48-year-old man who recovered from Covid-19 dies after fainting at temporary housing site for migrant workers

48-year-old man who recovered from Covid-19 dies after fainting at temporary housing site for migrant workers
Kranji Lodge 1 dormitory on June 3, 2020.
PHOTO: The Straits Times

SINGAPORE - The Republic has recorded its 11th case of a patient who tested positive for the coronavirus but died from other causes.

The Ministry of Health (MOH) in its Tuesday evening (June 23) update said a 48-year-old male Indian national who was earlier assessed to have already recovered from the coronavirus died from ischaemic heart disease.

He fainted on Tuesday morning at a temporary housing site for migrant workers and was taken to the emergency department at Singapore General Hospital.

He tested positive for Covid-19 on May 15.

MOH has said that only cases where the primary or underlying cause of death is attributed to Covid-19 are added to the official death count. "This is consistent with international practice for classifying deaths," it said.

Meanwhile, the Seoul Garden restaurant at Northpoint City has been added to the list of public places visited by Covid-19 patients while they were still infectious.

An infected community patient was there on June 19 from 8.05pm to 9.40pm.

The ministry provides this list of locations that Covid-19 patients have visited for more than 30 minutes to get those who were at these places to monitor their health closely for two weeks from the date of their visit.

It has said that close contacts would already have been notified and that there is no need to avoid these places as they would have been cleaned if needed.

The full list can be found on MOH's website.

The three community cases reported on Tuesday, comprising a permanent resident, a work pass holder and a work permit holder, were all picked up by the ministry's active screening.

All are asymptomatic.

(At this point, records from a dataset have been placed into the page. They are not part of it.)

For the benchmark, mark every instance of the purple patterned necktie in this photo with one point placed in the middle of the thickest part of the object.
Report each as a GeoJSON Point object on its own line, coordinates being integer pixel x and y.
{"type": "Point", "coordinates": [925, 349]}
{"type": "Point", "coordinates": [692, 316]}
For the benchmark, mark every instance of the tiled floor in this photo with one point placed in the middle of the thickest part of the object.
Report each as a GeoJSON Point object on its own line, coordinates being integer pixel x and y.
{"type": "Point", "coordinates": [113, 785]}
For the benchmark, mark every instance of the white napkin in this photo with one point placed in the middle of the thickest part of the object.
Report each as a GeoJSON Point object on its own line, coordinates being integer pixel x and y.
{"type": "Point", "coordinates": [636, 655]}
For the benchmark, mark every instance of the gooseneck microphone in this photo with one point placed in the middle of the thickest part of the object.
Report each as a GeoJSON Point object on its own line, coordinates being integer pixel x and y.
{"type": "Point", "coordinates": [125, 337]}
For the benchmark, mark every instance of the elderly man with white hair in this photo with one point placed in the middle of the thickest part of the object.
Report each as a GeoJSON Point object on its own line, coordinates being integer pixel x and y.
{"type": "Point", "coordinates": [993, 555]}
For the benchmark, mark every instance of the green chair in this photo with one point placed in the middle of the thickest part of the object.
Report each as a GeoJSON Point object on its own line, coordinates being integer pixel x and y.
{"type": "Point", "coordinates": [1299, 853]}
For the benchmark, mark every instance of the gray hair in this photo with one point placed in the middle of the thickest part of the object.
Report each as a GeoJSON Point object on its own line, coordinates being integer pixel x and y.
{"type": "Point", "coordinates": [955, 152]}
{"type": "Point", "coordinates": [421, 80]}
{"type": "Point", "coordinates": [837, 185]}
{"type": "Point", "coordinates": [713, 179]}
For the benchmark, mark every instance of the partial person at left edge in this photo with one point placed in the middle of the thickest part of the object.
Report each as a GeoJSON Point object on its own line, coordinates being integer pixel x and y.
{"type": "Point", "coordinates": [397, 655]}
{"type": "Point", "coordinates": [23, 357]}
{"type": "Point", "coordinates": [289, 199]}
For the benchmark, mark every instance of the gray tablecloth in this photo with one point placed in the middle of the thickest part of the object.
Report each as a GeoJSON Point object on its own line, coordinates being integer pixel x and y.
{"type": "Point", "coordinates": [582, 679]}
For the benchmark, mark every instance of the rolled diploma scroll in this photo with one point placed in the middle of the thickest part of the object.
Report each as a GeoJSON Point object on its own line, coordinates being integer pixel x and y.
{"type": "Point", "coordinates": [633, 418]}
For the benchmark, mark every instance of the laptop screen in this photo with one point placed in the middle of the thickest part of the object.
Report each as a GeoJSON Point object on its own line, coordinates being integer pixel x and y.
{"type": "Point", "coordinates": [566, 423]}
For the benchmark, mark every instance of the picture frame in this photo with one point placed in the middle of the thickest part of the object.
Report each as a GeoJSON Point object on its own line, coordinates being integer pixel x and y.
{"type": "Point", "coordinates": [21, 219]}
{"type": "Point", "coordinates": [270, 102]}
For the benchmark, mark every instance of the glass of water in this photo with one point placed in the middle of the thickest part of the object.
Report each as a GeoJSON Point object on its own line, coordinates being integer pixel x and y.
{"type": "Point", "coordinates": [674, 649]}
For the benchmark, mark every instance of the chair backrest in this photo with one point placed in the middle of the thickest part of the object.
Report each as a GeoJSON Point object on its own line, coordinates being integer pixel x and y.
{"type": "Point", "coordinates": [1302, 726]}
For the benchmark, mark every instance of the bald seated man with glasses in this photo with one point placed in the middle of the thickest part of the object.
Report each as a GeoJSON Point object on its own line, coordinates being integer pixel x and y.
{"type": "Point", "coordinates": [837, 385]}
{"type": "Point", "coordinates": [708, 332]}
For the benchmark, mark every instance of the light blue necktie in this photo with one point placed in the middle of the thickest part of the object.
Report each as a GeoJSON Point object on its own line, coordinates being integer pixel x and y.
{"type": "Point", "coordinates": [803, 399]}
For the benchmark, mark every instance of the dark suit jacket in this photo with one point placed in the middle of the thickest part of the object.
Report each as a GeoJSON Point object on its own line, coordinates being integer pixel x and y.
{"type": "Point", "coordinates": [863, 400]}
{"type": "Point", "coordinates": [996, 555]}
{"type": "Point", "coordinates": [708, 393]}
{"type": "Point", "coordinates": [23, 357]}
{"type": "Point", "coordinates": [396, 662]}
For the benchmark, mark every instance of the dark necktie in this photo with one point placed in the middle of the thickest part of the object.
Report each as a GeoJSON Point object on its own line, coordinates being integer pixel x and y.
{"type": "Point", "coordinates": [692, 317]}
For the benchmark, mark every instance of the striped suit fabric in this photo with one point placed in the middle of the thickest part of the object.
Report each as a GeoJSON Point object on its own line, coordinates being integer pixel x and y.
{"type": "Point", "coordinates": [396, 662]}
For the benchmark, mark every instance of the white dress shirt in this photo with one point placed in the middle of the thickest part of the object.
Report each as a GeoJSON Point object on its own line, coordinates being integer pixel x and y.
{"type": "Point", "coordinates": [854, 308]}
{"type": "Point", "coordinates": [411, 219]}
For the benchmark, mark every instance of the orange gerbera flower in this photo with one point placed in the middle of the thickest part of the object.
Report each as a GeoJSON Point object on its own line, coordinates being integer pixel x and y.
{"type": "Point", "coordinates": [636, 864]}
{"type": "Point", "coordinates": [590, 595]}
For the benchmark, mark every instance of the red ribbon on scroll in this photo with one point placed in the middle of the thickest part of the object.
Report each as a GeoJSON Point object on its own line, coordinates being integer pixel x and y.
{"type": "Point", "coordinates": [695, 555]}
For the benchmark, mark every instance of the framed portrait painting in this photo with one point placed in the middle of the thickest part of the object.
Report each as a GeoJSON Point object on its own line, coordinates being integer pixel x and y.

The PR works at a dormitory while the work pass and work permit holders work in essential services.

Further tests showed that the PR was likely infected some time ago and is no longer infectious. Results for the other two are pending.

All three community cases are currently unlinked to known cases.

Migrant workers living in dormitories make up the remaining 116 cases, taking Singapore's total to 42,432.

Tuesday's figure was the lowest reported daily since April 7, when 106 new Covid-19 infections were confirmed. It is also lower than the average of 213 new cases per day in the past seven days.

The average number of new daily community cases has come down from seven cases two weeks ago to four in the past week. The average unlinked community cases per day remains stable at two over the same period.

Also on Tuesday, the Ministry of Manpower (MOM) said 31 more dormitories and four blocks of recovered workers in three additional purpose-built dorms have been cleared of Covid-19.

This means about 3,700 more workers can potentially be allowed to return to work, bringing the total number of those cleared of the virus to about 79,000 migrant workers.

However, only about 17,000 of these workers can actually restart work, with the rest able to do so only after fulfilling conditions like downloading the TraceTogether mobile app for contact tracing purposes.

There are 323,000 migrant workers in dorms in Singapore.

With 405 new cases discharged on Tuesday, 35,985 patients have fully recovered from the disease.

A total of 192 patients remain in hospital, including one in the intensive care unit, while 6,219 are recuperating in community facilities.

Singapore has had 26 deaths from Covid-19 complications, while 11 who tested positive have died of other causes.